An diesen Bedingungen scheitert ein Streikverbot:
1. die beklagte Gewerkschaft ist in das Verfahren der Arbeitsrechtlichen Kommission nicht eingebunden und
2. die Regelungen des "Dritten Weges" sind nach der ständigen höchstrichterlichen Rechtsprechung (vgl. z.B. BAG, Urteil vom 30.10.2019 - Aktenzeichen 6 AZR 465/18) nur "Allgemeine Geschäftsbedingungen". Diesen kann schon durch Gesetz keine Verbindlichkeit erwachsen. Individualrechtliche Vereinbarungen - auch zu Lasten der Beschäftigten - sind vorrangig (§ 305 b BGB). Diese gesetzliche Regelung ist "für alle geltendes Recht" und kann und darf daher durch kirchliche Normen gar nicht abbedungen werden (Schrankenvorbehalt). Der sechste Senat des Bundesarbeitsgerichts stellte dazu in seinem Leitsatz zu einem Urteil aus 2018 fest (BAG-Urteil vom 24.05.2018 – 6 AZR 308/17):
»Ein kirchlicher Arbeitgeber kann in den durch das staatliche Arbeitsrecht gesetzten Grenzen wirksam Arbeitsverträge abschließen, die keine oder nur eine eingeschränkte Bezugnahme auf kirchliche Arbeitsvertragsregelungen vorsehen.«
In der Begründung heißt es unter anderem:
»[…] Nach ständiger Rechtsprechung handelt es sich bei kirchlichen Arbeitsrechtsregelungen wie den AVR-DD um Allgemeine Geschäftsbedingungen, welchen mangels normativer Wirkung in privatrechtlichen Arbeitsverhältnissen nur über Bezugnahmeklauseln in Arbeitsverträgen Wirkung verschafft werden kann […] Eine normative Wirkung besteht nicht, weil das säkulare Recht für kirchliche Arbeitsrechtsregelungen keine unmittelbare und zwingende Geltung anordnet. Es fehlt eine etwa § 4 Abs. 1 TVG entsprechende Bestimmung […]«
Ob der kirchliche Arbeitgeber das aktuelle gerade tut - darauf kommt es nicht an. Der kirchliche Arbeitgeber kann jederzeit, schon morgen oder sogar nur innerhalb von Stunden, abweichende Vereinbarungen treffen. Das ist entscheidend.

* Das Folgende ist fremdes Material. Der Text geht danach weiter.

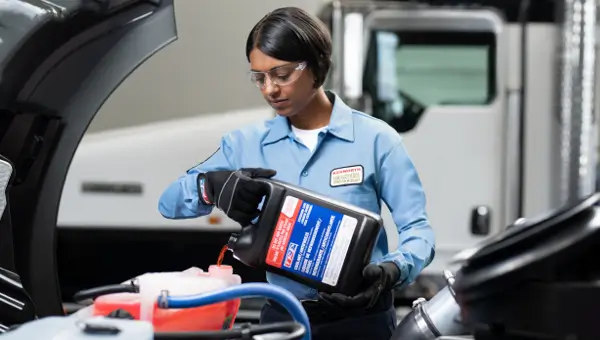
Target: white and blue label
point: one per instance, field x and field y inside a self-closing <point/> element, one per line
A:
<point x="311" y="240"/>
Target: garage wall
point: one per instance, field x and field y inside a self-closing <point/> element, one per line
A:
<point x="202" y="72"/>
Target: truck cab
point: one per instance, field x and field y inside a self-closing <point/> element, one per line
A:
<point x="453" y="78"/>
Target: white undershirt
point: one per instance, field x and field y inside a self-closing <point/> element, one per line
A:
<point x="309" y="138"/>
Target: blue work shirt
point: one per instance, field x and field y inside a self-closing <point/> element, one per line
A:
<point x="351" y="139"/>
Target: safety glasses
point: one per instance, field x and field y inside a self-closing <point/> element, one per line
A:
<point x="281" y="76"/>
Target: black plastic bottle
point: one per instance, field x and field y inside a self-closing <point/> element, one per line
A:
<point x="309" y="238"/>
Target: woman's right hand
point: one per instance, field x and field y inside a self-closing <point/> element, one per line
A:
<point x="236" y="193"/>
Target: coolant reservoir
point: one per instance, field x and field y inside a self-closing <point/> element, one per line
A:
<point x="143" y="305"/>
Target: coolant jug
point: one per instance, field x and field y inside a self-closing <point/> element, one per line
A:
<point x="309" y="238"/>
<point x="143" y="305"/>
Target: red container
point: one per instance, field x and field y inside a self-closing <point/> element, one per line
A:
<point x="193" y="281"/>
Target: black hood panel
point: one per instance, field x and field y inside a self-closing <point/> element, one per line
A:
<point x="59" y="62"/>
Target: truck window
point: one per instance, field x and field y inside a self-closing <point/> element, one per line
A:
<point x="406" y="72"/>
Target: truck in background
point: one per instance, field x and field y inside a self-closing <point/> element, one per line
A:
<point x="475" y="108"/>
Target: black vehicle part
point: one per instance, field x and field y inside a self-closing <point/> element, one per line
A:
<point x="16" y="306"/>
<point x="537" y="280"/>
<point x="60" y="60"/>
<point x="289" y="330"/>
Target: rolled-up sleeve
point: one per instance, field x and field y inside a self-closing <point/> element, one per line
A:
<point x="180" y="200"/>
<point x="401" y="190"/>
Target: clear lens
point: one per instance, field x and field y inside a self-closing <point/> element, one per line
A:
<point x="280" y="76"/>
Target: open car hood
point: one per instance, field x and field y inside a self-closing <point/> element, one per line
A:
<point x="59" y="62"/>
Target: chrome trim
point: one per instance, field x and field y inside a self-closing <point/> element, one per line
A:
<point x="512" y="164"/>
<point x="435" y="20"/>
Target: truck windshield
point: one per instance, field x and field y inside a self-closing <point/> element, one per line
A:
<point x="406" y="72"/>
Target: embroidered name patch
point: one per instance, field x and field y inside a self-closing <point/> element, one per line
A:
<point x="346" y="176"/>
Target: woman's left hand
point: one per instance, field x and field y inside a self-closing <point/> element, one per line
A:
<point x="380" y="278"/>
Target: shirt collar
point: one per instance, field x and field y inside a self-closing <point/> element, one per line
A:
<point x="340" y="125"/>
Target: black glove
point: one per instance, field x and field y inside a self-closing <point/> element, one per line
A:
<point x="379" y="277"/>
<point x="235" y="192"/>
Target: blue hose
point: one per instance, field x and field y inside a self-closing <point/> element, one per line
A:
<point x="245" y="290"/>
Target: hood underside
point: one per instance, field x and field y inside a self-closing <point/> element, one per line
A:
<point x="59" y="62"/>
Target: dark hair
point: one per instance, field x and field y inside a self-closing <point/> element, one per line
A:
<point x="291" y="34"/>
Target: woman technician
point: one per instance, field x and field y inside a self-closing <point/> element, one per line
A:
<point x="319" y="143"/>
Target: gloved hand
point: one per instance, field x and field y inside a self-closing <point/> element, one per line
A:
<point x="235" y="192"/>
<point x="379" y="277"/>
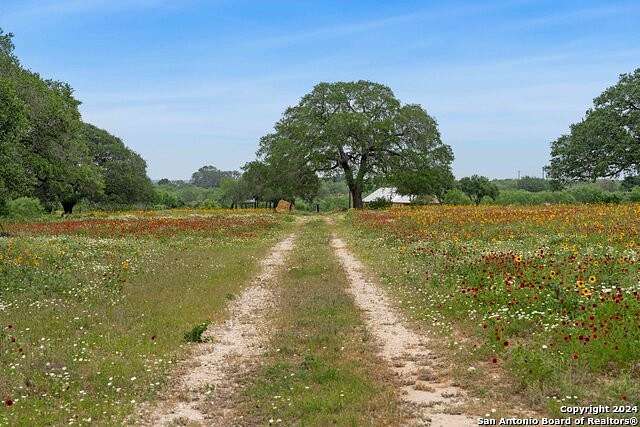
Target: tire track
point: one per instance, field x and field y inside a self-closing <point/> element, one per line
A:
<point x="428" y="397"/>
<point x="206" y="382"/>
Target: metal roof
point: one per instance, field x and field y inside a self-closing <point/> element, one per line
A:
<point x="389" y="193"/>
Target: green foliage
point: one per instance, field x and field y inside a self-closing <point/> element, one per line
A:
<point x="124" y="172"/>
<point x="606" y="143"/>
<point x="50" y="160"/>
<point x="478" y="187"/>
<point x="24" y="207"/>
<point x="455" y="196"/>
<point x="379" y="203"/>
<point x="629" y="182"/>
<point x="234" y="191"/>
<point x="195" y="334"/>
<point x="212" y="177"/>
<point x="167" y="199"/>
<point x="283" y="171"/>
<point x="533" y="184"/>
<point x="362" y="130"/>
<point x="634" y="195"/>
<point x="587" y="193"/>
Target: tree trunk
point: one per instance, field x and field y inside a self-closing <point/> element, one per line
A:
<point x="356" y="196"/>
<point x="68" y="206"/>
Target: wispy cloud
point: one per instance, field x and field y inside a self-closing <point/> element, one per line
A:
<point x="13" y="12"/>
<point x="336" y="31"/>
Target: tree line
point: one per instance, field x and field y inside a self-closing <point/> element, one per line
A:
<point x="358" y="133"/>
<point x="49" y="153"/>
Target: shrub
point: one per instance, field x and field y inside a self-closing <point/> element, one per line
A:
<point x="380" y="203"/>
<point x="634" y="195"/>
<point x="209" y="204"/>
<point x="588" y="194"/>
<point x="195" y="334"/>
<point x="455" y="196"/>
<point x="24" y="207"/>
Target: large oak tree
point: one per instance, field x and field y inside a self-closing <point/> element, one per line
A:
<point x="359" y="129"/>
<point x="606" y="143"/>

Und die zum Streik bereiten Mitglieder der Gewerkschaft fordern eine entsprechende abweichende Regelung - durch Abschluss eines Tarifvertrages.

Möglicherweise haben die 1000 Seiten der Kirche und Diakonie - vermutlich aus Kirchensteueraufkommen, Spenden oder zweckgebundenen Zuschüssen finanziert - die Richter beim Arbeitsgericht Weimar leicht verwirrt.